La espantada de títulos tan esperados por el gran público como la última entrega de James Bond o la continuación del mítico filme de los 80 ‘Top gun’ con Tom Cruise de nuevo como protagonista, entre otras muchas películas que las productoras llevan retrasando y guardando celosamente bajo llave para cuando ‘esto’ acabe (la duda es si quedarán para entonces cines donde estrenar esos títulos reservados), manifiesta que la exhibición en salas sigue siendo, a día de hoy, el principal negocio y la gran prioridad para las grandes ‘majors’, aunque se empiezan a perfilar otros sistemas de explotación comercial que se prueban a ritmo de ensayo-error (Disney con ‘Mulan’ o ‘Soul’ es uno de los grandes ejemplos junto a Warner con ‘Wonder Woman 1984’).
Lo único positivo dentro de la tristeza que genera toda esta situación es poder disfrutar de filmes que en condiciones normales habrían pasado prácticamente desapercibidos en una competitiva cartelera. En este contexto de escasez de títulos han tenido su oportunidad, su hueco, constituyendo casi el principal alimento de estos ya largos meses de pandemia desde que las salas cinematográficas pudieron reabrir en torno al pasado mes de junio. Incluso ha habido momentos para el entusiasmo cinéfilo con el reestreno de ‘Deseando amar’ o ‘2046’, de Won Kar-wai, que han permitido recuperar 20 años después en la gran pantalla estas espectaculares películas, pura seda hecha celuloide, a aquellos que las descubrimos tardíamente en DVD.

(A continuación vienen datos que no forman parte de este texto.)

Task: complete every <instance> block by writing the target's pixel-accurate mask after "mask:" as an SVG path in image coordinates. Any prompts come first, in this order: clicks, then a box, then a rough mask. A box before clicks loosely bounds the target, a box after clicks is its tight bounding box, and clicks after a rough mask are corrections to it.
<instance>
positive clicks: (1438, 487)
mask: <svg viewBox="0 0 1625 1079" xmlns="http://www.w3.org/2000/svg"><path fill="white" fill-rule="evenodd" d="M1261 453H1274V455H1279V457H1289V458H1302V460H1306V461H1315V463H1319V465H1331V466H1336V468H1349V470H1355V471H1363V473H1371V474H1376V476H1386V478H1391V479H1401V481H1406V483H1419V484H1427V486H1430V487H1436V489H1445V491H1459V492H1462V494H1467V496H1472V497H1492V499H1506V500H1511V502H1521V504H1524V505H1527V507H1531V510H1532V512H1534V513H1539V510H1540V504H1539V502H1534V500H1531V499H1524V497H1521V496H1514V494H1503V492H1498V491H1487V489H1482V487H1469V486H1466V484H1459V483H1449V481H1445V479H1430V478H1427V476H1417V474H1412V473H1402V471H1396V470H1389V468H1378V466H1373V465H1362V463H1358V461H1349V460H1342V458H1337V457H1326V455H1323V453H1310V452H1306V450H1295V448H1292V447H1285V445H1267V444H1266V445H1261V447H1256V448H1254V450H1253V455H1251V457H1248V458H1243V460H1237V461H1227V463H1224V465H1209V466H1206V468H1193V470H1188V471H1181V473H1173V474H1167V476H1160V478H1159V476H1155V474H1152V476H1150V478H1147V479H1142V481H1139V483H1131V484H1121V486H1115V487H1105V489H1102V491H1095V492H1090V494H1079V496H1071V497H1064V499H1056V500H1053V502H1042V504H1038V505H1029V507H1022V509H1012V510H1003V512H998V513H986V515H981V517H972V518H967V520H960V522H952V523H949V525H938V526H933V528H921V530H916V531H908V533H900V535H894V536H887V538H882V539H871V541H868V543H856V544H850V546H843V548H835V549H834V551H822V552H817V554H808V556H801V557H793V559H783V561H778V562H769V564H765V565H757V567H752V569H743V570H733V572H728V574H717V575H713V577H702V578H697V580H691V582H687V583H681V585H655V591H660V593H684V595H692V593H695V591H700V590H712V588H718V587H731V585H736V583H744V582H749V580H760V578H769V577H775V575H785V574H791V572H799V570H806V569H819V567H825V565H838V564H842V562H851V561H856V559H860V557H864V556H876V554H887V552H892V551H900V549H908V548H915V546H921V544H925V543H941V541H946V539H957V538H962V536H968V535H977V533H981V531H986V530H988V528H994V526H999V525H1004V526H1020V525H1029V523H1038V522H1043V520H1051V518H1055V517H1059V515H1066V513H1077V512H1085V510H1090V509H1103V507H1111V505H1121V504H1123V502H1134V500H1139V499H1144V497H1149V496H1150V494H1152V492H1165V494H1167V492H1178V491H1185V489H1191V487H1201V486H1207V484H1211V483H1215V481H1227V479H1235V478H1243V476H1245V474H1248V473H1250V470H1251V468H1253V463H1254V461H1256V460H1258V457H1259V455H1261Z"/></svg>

Algunos de sus fotogramas conviven en el recuerdo de miles de espectadores, porque, sin duda, el cine también ayuda a moldear una percepción del mundo. Porque el cine también es eso, un aprendizaje, una ventana a la apertura de miras, un viaje personal… Como espectadores hemos estado en lo alto del Empire State de Nueva York con ‘King Kong’ (versión 1933, por ejemplo) o con Cary Grant en su amarga espera a Deborah Kerr en ‘Tú y yo’; acompañando a Uma Thurman en su disfrutada venganza en ‘Kill Bill’, de Tarantino; llorando con Salvatore en la última escena de ‘Cinema Paradiso’, de Guiseppe Tornatore; hemos hecho novillos con Antoine Doinel en ‘Los 400 golpes’ de François Truffaut, hemos sentido un fuerte escalofrío cuando el doctor Hannibal Lecter/ Anthony Hopkins dice eso de “buenas noches, Clarice” en ‘El silencio de los corderos’ de Jonathan Demme o cuando Ana Torrent mira a cámara y pronuncia un: “Me llamo Ángela y me van a matar” en ‘Tesis’ de Alejandro Amenábar; hemos gritado: “Yo soy Espartaco” y deseado que no pillen a los ladrones de ‘Atraco Perfecto’, también de Kubrick… Hemos querido ser amigos de Frankenstein… y novias de Drácula.
En resumen: “El cine entretiene al mundo entero. Enriquece a las personas. ¿Qué otra cosa podemos hacer que nos haga sentir más dichosos?”, como decía el mismísimo Louis Lumière. Pues eso, ¡viva el cine!